Même chez elles, les Irakiennes
ne sont pas toujours en sécurité

Chez elles, dans leur quartier ou dans leur village, en temps de guerre et de paix, des millions de femmes et de fillettes sont battues, violées, mutilées et tuées en toute impunité. Rejoignez la campagne qu’Amnesty International a entreprise afin d’engager les gouvernements, les collectivités et le public à mettre un terme à la violence contre les femmes à travers le monde.

« Il était furieux et a pris sa kalachnikov… Les voisins lui ont dit : "Laisse-la tranquille." Mais ça ne l’a pas arrêté, et il m’a tiré dans les jambes. Je ne les sentais plus, elles étaient comme anesthésiées. Le soleil se couchait ; j’ai regardé le ciel et j’ai dit aux hommes : "Je ne veux pas mourir." Ils m’ont conduite à l’hôpital. »

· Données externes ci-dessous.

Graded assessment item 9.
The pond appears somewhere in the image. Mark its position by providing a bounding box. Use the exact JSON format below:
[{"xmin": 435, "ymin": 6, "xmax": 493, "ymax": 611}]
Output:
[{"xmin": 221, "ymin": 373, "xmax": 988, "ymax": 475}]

C’est son mari qui, devant sa propre famille et des voisins, a tiré dans les jambes de Fatima (le nom a été modifié), dix-neuf ans, le 21 mai 2003. Mariée à douze ans, elle était considérée comme une domestique dans la maison familiale de son époux et était régulièrement battue. Elle a tenté de se réfugier chez ses parents, mais son mari est venu l’y chercher et lui a ordonné de revenir. Devant le refus de la jeune femme, il s’est emporté et a pris un morceau de bois pour la frapper. Lorsque celui-ci s’est brisé, il est devenu fou de colère, s’est saisi de son pistolet et a tiré sur Fatima.

Malgré le nombre de personnes ayant assisté à la scène et la gravité du crime, nul dans la famille ou à l’hôpital n’a porté l’affaire à la connaissance de la police,
et le mari n’a pas été arrêté. La famille a estimé que le problème devait être réglé au sein de la tribu. À sa sortie de l’hôpital, Fatima est revenue chez son père.
Son mari a exprimé des regrets, lui a proposé une indemnisation et a tenté d’obtenir la réconciliation par le biais des anciens de la tribu de la jeune femme. Cependant, malgré les pressions, Fatima refuse de retourner auprès de lui.

Depuis des dizaines d’années, les Irakiennes vivent un véritable calvaire : décès d’hommes de leur famille dans la guerre Iran-Irak (1980-1988) ; expulsions de masse vers l’Iran de familles entières déclarées « d’origine iranienne » par les autorités ; répression d’État, notamment les attaques chimiques lancées contre les Kurdes à Halabja en 1988 ; la guerre du Golfe en 1991, et l’étouffement du soulèvement chiite qui s’en est suivi ; treize ans de sanctions imposées par les Nations unies de 1990 à 2003 ; et enfin l’action militaire menée par les États-Unis en 2003. Sous la présidence de Saddam Hussein, des femmes ont été arrêtées de façon arbitraire, torturées, ont « disparu » ou ont été exécutées par les autorités pour des raisons politiques. En 2000, des dizaines de femmes accusées d’être des prostituées auraient été décapitées en public par un groupe paramilitaire.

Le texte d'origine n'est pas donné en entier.